Personal information
- Born: 25 September 1982 (age 43) Manchester, England
- Listed height: 1.98 m (6 ft 6 in)
- Listed weight: 87 kg (192 lb)

Career information
- High school: Montrose Christian (Rockville, Maryland)
- College: VCU (2002–2006)
- NBA draft: 2006: undrafted
- Playing career: 2006–2015
- Position: Forward

Career history
- 2006–2007: Benetton Treviso
- 2007: Andrea Costa Imola
- 2007–2008: Lucentum Alicante
- 2008: BCM Gravelines
- 2008–2010: Junior Casale
- 2011: Sant'Antimo
- 2011–2012: Lugano Tigers
- 2013: Manchester Giants
- 2013–2014: Plymouth Raiders
- 2014–2015: Lancashire Spinners

Career highlights
- Swiss League champion (2012); Italian Supercup winner (2006);

= Nick George (basketball) =

British basketball player

Nicholas James George (born 25 September 1982) is a British former professional basketball player.

==College career==
George played four seasons of college basketball at Virginia Commonwealth University scoring a total of 1546 points. With the Rams he would win the 2004 Colonial Athletic Association regular season and tournament en route to his only NCAA tournament appearance.

==Professional career==
George started his professional career in 2006 with Italian club Benetton Treviso before moving to second division Imola.
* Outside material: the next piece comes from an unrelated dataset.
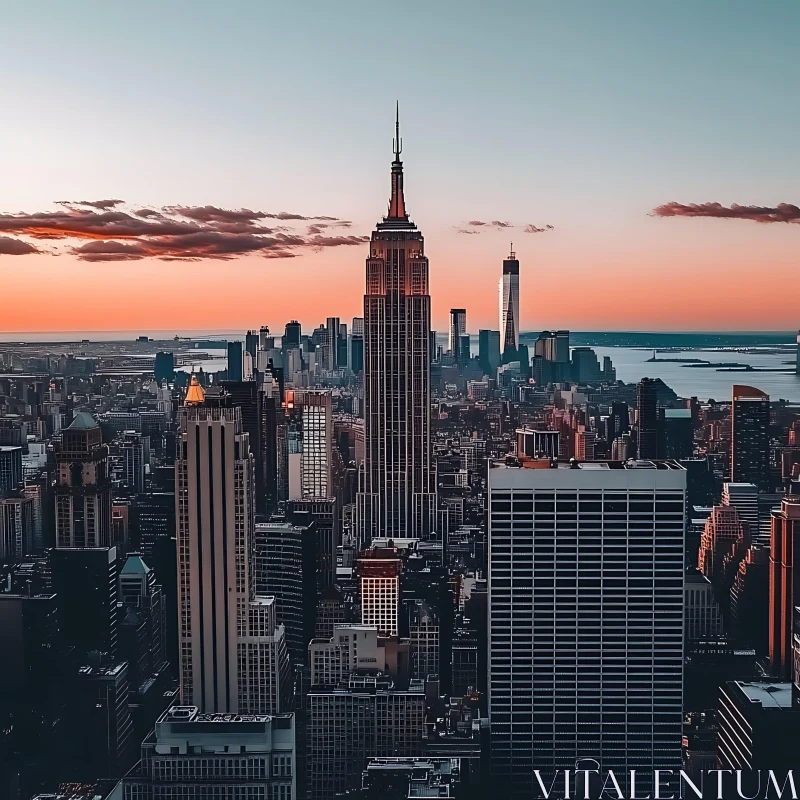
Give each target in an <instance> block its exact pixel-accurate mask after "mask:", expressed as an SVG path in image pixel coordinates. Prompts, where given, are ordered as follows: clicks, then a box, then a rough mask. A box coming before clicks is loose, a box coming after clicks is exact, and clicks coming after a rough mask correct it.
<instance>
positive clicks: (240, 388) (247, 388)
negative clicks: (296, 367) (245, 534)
mask: <svg viewBox="0 0 800 800" xmlns="http://www.w3.org/2000/svg"><path fill="white" fill-rule="evenodd" d="M221 386H222V388H223V390H224V391H225V393H226V394H227V395H228V398H229V403H230V405H232V406H238V407H239V408H240V409H241V417H242V429H243V430H244V432H245V433H246V434H247V435H248V437H249V443H250V452H251V453H252V454H253V459H254V461H255V471H254V477H255V498H254V499H255V507H256V512H257V513H259V514H264V513H265V512H266V505H267V490H266V482H265V474H264V473H265V466H266V454H265V451H264V413H263V412H264V410H263V403H264V394H263V392H261V391H260V390H259V387H258V384H257V383H256V382H255V381H222V382H221Z"/></svg>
George would later play for Alicante, Dunkerque and Casale Monferrato before being forced to retire due to knee problems in 2010. However, after successful rehabilitation and a brief period with former team Casale Monferrato towards the end of the 2010–2011 season, George signed for newly promoted Legadue team Pallacanestro Sant'Antimo.

On 12 December 2012, it was announced that he had signed a contract with his hometown team Manchester Giants of the British Basketball League, after being released by former club Lugano Tigers due to injury.

==International==
George was part of the Great Britain national basketball team that qualified and competed in the 2009 Eurobasket championship in Poland.